There was no sun, either, but a general luminescence that made
everything look very bright and crisp, like the world looks
after a thunderstorm in summer.
I
heard laughter and I turned around and saw three blond
children of different ages, playing and running a short way
below where the slope of the hill on which I was standing
merged into a meadow of soft grass and impossibly shaped and
impossibly coloured flowers.
One
of the children dressed in white tunics was Dareon, and on
closer inspection, it turned out that the other two were very
much like him in their aspects and being – were they his
brothers? Never had I seen such a striking resemblance and it
took out a moment or so until I understood that it was Dareon
in three versions all at the same time here in this meadow.
I
called to him and the children stopped playing.

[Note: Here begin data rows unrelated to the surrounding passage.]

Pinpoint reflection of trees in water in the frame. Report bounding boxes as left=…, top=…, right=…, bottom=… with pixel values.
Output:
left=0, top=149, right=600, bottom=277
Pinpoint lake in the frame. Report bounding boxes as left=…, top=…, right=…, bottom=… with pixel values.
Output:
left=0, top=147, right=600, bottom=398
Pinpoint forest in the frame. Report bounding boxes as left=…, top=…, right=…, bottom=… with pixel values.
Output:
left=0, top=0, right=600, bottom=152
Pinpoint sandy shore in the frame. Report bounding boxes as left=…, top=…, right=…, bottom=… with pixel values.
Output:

The two
smaller ones ran off and Dareon came up the hill to meet me.
He
looked relaxed and extremely beautiful. He even seemed pleased
to see me.
“Hi
there,” he said, straining up the last few steps before
joining me on the hill top. “What brings you here?”
I
had a strong desire to reach out and touch his silky hair but
repressed it.
“Where
is here?” I asked, and he smiled and made a sweeping
gesture with his extended arm, encompassing all of the
landscape and the strange too blue sunless sky.
“Welcome
to my world!” he said and then he bent forward and kissed me
lightly and sweetly on the lips.
I
was so shocked that I sat bolt upright and wide awake in my
monastery cot instantly, and it took a great deal of soothing
purple from the singing stone to help me get back to sleep
after that.
In
the morning, I searched Dareon’s face for any sign that he
had any kind of knowledge of what had transpired, but he
hardly looked at me and did not offer to talk at all, and so I
put it down to some strange girlish fancy and tried to put it
behind me as our journey continued.
This
day was cooler than before, and at the edge of the sky,
thunderclouds threatened. We walked more briskly than before,
but it was fine – I was somehow well rested and sparklingly
awake and aware. The distances between hamlets seemed to
become larger as we walked and walked, and the hamlets
themselves becoming smaller as if to make up for that.
The
landscape began to change too, imperceptibly, but the fields
were much less lush now, the trees much less stately, and the
grass seemed less green than before, although this may have
been an illusion of the light failing as the clouds became
darker, and greyer, and thicker, and the scent and feel of
impending rain became stronger as the temperature continued to
drop.
Once
or twice, Dareon actually glanced up at the sky and quickened
his pace further still, and it amused me to think that he
obviously did not care to get wet, in spite of all his
endeavours to remain detached from all things in the physical
world. I wondered how far we still had to go, and I wondered
so much that it became very difficult to stop myself from
asking him. I fought silently in my resistance and as is so
often the case when you try to resist anything at all, the
desire got stronger and stronger still until I was quite ready
to grab hold of Dareon, shake him and yell at him.
Thunder
was now rolling and lightning began to flash. Not long later,
and the first thick, fat splats of water began to fall from
the sky, and soon after that, we were struggling through a
curtain of freezing water on a road that had turned to slimy
mud with tricky stones creating miniature waterfalls and sharp
edged hazards under my softened feet.
Dareon
did not stop and continued on, nearly doubled over against the
driving rain, and I did my best to keep up. How long we
struggled on like this I don’t recall, but all of a sudden I
became aware that the familiar blue shape in front of me was
no longer there, and I stopped and looked around in a sudden
panic of realisation that Dareon had disappeared.